Number of "1" (minor) alleles seen in all individuals. Not used in calculations.

all2

Number of "2" alleles seen in all individuals. Not used in calculations.

The p-values are computed from the corresponding chi-square distribution (1 df except for Linkage+LD). Some of the likelihood ratios can be very large and lead to very small p-values, which will underflow and will be shown as “0”. Such p-values should be interpreted as p < 1.5 x 10‑45, corresponding to LOD > 43.

The pseudomarker program outputs detailed information about maximum likelihoods and estimated allele frequencies in a file called ppp.out but this file is overwritten by runPM for each new marker, except it will be saved for the last marker in the output file. To view detailed output files for a given set of markers, it is best to do a separate run just for these markers and set the last line of the parameter file equal to 1 (see above).

Note that, considering the multiple testing involved in genome-wide linkage analysis, p < 0.05 corresponds to a maximum lod score of at least 3.3 [4], which corresponds to chi-square = 15.2 and a nominal one-sided significance level of p = 4.8 x 10-5.

References

1. Gertz EM, Hiekkalinna T, Digabel SL, Audet C, Terwilliger JD, et al. (2014) PSEUDOMARKER 2.0: efficient computation of likelihoods using NOMAD. BMC Bioinformatics 15: 47.

2. Goring HH, Terwilliger JD (2000) Linkage analysis in the presence of errors IV: joint pseudomarker analysis of linkage and/or linkage disequilibrium on a mixture of pedigrees and singletons when the mode of inheritance cannot be accurately specified. Am J Hum Genet 66: 1310-1327.

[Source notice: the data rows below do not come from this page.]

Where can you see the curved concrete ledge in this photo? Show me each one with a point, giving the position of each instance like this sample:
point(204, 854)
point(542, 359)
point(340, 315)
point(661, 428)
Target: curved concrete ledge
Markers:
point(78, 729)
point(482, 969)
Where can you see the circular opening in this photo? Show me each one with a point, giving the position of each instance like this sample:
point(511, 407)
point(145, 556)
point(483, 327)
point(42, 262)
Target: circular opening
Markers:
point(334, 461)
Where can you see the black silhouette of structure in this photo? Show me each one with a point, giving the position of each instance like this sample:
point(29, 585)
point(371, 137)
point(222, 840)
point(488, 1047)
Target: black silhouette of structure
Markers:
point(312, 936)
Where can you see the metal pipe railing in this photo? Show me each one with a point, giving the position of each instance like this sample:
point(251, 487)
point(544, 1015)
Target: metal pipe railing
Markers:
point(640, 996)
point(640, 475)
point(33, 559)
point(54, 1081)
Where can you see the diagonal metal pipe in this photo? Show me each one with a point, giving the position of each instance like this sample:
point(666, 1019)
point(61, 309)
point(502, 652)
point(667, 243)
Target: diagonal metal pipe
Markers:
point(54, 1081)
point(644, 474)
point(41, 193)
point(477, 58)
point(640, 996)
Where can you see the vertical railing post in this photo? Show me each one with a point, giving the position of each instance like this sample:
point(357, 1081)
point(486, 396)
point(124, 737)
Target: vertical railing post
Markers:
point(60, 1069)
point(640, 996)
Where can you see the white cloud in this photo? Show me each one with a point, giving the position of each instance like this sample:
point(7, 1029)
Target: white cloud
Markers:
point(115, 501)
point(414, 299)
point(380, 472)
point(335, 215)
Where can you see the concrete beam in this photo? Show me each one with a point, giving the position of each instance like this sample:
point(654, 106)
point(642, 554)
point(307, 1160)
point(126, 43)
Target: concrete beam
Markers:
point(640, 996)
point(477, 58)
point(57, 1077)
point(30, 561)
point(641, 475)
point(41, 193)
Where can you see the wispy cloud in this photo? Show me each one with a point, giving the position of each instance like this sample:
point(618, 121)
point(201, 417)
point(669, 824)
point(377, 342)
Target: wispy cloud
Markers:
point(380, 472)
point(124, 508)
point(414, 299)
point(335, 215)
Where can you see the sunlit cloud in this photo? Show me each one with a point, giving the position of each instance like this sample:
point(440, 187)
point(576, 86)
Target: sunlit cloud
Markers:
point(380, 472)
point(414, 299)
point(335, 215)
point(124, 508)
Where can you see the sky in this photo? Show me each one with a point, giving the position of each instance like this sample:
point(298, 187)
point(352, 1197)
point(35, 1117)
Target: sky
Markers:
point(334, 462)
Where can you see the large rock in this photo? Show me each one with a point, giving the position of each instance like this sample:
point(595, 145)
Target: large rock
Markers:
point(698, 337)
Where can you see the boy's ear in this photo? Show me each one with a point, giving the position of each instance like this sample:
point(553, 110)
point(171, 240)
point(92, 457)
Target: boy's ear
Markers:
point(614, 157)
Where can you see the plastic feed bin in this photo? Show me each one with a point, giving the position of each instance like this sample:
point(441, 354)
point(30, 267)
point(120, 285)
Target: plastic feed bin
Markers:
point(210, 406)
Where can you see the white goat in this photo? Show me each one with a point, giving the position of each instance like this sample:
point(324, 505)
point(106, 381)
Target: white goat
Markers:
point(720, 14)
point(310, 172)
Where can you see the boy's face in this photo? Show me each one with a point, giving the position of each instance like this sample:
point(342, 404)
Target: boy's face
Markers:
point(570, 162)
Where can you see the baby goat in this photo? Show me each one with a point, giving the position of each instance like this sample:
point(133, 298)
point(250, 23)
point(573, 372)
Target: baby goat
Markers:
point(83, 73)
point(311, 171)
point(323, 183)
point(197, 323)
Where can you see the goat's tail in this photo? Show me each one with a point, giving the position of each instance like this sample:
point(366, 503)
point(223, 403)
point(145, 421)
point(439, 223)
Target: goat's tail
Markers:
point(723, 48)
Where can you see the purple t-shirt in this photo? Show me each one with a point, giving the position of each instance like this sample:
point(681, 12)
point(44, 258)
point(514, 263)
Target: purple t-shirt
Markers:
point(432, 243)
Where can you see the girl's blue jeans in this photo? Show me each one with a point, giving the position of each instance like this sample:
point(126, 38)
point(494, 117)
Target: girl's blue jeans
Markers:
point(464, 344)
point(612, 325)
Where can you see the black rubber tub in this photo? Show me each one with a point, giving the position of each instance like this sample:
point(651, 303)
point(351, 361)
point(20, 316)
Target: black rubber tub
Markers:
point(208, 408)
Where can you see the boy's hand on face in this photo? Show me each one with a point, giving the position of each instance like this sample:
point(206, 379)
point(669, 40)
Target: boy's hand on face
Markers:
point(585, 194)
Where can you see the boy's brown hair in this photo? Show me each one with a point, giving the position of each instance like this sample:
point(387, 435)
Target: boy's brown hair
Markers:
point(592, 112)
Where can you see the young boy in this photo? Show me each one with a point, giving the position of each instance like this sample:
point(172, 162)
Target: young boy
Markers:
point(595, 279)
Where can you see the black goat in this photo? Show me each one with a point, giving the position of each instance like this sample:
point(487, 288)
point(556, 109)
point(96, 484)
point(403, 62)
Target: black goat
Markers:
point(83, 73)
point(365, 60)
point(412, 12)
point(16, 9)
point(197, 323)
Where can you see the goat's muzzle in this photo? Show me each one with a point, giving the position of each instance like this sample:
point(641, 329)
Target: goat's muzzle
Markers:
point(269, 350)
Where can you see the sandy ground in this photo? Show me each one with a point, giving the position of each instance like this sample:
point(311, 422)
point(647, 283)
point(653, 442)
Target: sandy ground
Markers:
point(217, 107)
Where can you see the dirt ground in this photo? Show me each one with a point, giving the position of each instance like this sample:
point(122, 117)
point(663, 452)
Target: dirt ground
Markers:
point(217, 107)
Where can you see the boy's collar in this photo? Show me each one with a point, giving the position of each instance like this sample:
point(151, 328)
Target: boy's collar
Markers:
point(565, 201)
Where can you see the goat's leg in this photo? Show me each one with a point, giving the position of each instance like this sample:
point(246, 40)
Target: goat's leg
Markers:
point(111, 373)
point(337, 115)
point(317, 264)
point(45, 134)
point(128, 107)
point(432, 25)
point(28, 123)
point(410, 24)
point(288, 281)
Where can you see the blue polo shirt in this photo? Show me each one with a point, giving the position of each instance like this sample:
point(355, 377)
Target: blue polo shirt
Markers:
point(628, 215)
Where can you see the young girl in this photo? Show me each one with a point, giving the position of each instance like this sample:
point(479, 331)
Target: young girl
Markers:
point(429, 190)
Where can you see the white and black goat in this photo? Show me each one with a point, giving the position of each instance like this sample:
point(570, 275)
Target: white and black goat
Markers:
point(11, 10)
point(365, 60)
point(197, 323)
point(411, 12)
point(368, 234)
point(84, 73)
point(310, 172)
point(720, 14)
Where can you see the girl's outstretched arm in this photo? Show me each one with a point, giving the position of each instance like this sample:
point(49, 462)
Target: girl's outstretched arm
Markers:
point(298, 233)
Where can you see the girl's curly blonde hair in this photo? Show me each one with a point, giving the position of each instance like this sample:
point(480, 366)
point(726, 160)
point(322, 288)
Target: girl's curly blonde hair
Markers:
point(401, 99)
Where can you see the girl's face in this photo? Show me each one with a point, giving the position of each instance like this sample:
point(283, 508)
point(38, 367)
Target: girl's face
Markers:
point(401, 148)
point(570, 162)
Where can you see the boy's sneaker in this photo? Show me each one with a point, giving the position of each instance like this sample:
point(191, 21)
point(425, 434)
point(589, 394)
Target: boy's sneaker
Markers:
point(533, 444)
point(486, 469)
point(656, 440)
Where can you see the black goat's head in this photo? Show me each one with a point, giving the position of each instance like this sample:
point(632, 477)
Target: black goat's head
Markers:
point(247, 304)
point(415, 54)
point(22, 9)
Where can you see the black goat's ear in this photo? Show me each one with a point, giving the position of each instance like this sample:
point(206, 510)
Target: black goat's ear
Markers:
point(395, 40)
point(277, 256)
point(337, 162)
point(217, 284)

3. Hiekkalinna T, Schaffer AA, Lambert B, Norrgrann P, Goring HH, et al. (2011) PSEUDOMARKER: a powerful program for joint linkage and/or linkage disequilibrium analysis on mixtures of singletons and related individuals. Hum Hered 71: 256-266.

4. Lander E, Kruglyak L (1995) Genetic dissection of complex traits: guidelines for interpreting and reporting linkage results. Nat Genet 11: 241-7.